Spring break is over, but the adventures aren’t.

Not that Alex Morton needed a break from school; she graduated in spring of last year with her Bachelor of Arts in Anthropology. It hasn’t been a full year since she walked the stage, but 22-year-old Morton is already walking the globe: last Monday she left for Paraguay, where she’ll be serving with the Peace Corps for the next two years.

“I decided to join the Peace Corps in order to help those in need,” Morton wrote in an email. “I hope to make an impact; even if I just impact one person’s life, I will feel accomplished.”

Morton said she has always wanted to join the Peace Corps and was further convinced by an anthropology professor that spoke of his own experience with the Corps.

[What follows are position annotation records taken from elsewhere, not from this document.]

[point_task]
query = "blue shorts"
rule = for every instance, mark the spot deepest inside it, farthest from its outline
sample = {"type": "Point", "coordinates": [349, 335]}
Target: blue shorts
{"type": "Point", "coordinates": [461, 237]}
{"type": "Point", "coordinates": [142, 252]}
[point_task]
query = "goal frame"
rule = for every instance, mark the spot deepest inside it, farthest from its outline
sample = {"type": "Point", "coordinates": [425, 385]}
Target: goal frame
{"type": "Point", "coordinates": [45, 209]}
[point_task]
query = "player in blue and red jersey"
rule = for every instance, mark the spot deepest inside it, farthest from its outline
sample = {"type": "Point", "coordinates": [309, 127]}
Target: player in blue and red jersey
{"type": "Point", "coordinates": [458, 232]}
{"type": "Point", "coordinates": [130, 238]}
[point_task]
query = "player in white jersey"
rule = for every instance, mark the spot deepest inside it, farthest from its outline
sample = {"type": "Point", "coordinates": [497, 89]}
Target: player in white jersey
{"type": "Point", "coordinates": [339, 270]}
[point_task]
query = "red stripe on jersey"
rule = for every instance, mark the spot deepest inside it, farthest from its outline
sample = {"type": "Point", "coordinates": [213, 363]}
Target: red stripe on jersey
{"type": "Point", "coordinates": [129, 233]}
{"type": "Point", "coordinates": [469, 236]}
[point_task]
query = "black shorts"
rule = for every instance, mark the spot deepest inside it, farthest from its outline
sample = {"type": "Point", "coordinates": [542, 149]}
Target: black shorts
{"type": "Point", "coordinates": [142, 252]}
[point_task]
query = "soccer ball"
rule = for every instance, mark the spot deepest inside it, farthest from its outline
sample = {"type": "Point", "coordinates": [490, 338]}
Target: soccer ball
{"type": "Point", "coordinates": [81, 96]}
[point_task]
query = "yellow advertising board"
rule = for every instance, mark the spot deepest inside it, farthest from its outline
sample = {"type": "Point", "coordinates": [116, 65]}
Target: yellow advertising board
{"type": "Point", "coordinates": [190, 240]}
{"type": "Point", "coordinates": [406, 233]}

She applied herself in March 2014, wanting to get started right away.

Before her actual service, Morton said she will spend three months in training, where she will review language and technical skills and the new culture she will be working in.

After that, she will work in the community economic development sector of the Peace Corps, where she said she will help small businesses, youth and others improve their economic understandings, abilities and agencies. She says she would like to work with youth, but won’t know her specific location and tasks until the training staff gets an idea of her strengths and weaknesses.

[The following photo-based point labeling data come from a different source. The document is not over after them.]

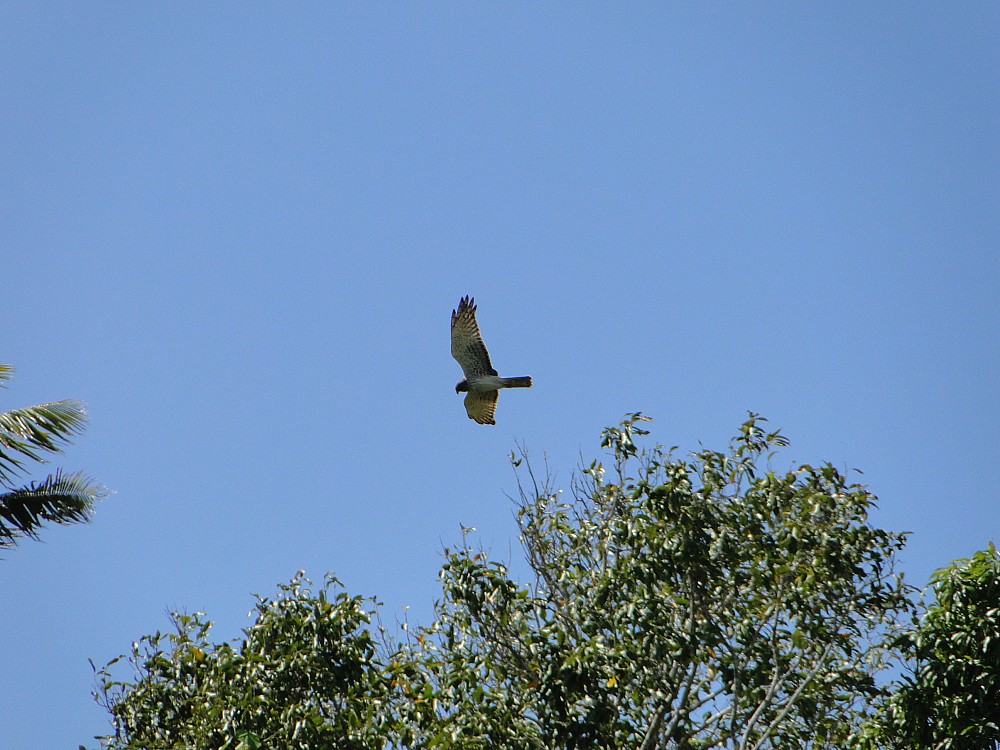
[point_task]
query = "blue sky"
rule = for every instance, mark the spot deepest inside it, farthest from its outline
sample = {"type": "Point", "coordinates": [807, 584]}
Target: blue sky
{"type": "Point", "coordinates": [237, 233]}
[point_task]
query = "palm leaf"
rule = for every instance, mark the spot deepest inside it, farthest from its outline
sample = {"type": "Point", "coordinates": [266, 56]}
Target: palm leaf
{"type": "Point", "coordinates": [59, 498]}
{"type": "Point", "coordinates": [34, 430]}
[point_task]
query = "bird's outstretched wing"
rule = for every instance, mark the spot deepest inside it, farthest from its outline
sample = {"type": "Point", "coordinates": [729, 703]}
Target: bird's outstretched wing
{"type": "Point", "coordinates": [467, 346]}
{"type": "Point", "coordinates": [481, 406]}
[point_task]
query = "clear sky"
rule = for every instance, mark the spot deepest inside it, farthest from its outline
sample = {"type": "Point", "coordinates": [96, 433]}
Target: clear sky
{"type": "Point", "coordinates": [237, 231]}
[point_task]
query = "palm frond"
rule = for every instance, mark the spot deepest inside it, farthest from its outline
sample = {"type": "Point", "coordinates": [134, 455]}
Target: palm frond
{"type": "Point", "coordinates": [34, 430]}
{"type": "Point", "coordinates": [59, 498]}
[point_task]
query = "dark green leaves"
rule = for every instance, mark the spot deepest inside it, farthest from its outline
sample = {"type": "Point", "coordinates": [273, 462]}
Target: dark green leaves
{"type": "Point", "coordinates": [27, 435]}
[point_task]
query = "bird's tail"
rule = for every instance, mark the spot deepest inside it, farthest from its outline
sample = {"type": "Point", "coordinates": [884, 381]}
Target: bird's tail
{"type": "Point", "coordinates": [524, 382]}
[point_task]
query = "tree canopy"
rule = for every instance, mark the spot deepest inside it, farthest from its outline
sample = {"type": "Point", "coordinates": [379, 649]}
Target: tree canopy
{"type": "Point", "coordinates": [706, 601]}
{"type": "Point", "coordinates": [30, 434]}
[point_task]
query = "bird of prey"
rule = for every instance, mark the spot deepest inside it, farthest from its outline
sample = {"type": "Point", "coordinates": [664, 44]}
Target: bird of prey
{"type": "Point", "coordinates": [481, 381]}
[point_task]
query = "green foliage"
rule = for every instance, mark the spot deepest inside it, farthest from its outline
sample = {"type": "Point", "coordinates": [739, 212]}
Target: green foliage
{"type": "Point", "coordinates": [676, 603]}
{"type": "Point", "coordinates": [29, 434]}
{"type": "Point", "coordinates": [304, 677]}
{"type": "Point", "coordinates": [951, 700]}
{"type": "Point", "coordinates": [669, 603]}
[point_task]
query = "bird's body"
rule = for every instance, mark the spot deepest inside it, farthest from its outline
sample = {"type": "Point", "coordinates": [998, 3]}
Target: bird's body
{"type": "Point", "coordinates": [481, 381]}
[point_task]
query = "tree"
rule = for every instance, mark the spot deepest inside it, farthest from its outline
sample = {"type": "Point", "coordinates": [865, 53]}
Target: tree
{"type": "Point", "coordinates": [27, 435]}
{"type": "Point", "coordinates": [669, 603]}
{"type": "Point", "coordinates": [304, 677]}
{"type": "Point", "coordinates": [951, 698]}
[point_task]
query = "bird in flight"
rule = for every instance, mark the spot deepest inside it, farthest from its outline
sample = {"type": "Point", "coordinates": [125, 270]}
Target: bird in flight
{"type": "Point", "coordinates": [481, 381]}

“I find it very important that the Peace Corps works with the people of the community in order to better the community as opposed to just imposing,” Morton wrote.

Those who knew Morton at OU knew her as a very involved student; she was a member of the Honors College, a member of the Anthropology Club, an employee at the Rec Center and a study abroad participant multiple times.

“It’s very gratifying to see a student that is actually interested in the world and what they learned here and putting it into practice,” said Michael Pytlik, director of OU’s Judaic Studies Program.

Morton worked with Pytlik through the Archaelogy of Israel study abroad program, which took students to biblical sites for excavation and research work. The work is not easy, he said, but Morton was determined, highly motivated, and open to new experiences.

That’s not the only place she’s been to — Morton said she’s been to twenty countries in all so far.

She’s just getting started.

“I also joined for the experience; I love to learn about other cultures,” Morton wrote. “This will be another life-changing experience that will help me grow personally and professionally.”

Pytlik and others who know Morton, such as close friend and fellow 2014 graduate Megan Zarachowicz, said there is no doubt the Peace Corps is the right fit for her.

“She is definitely going to do some great things in the world,” Zarachowicz said. “She’s a bold person and I’m just excited to see what she’s going to do in her lifetime.”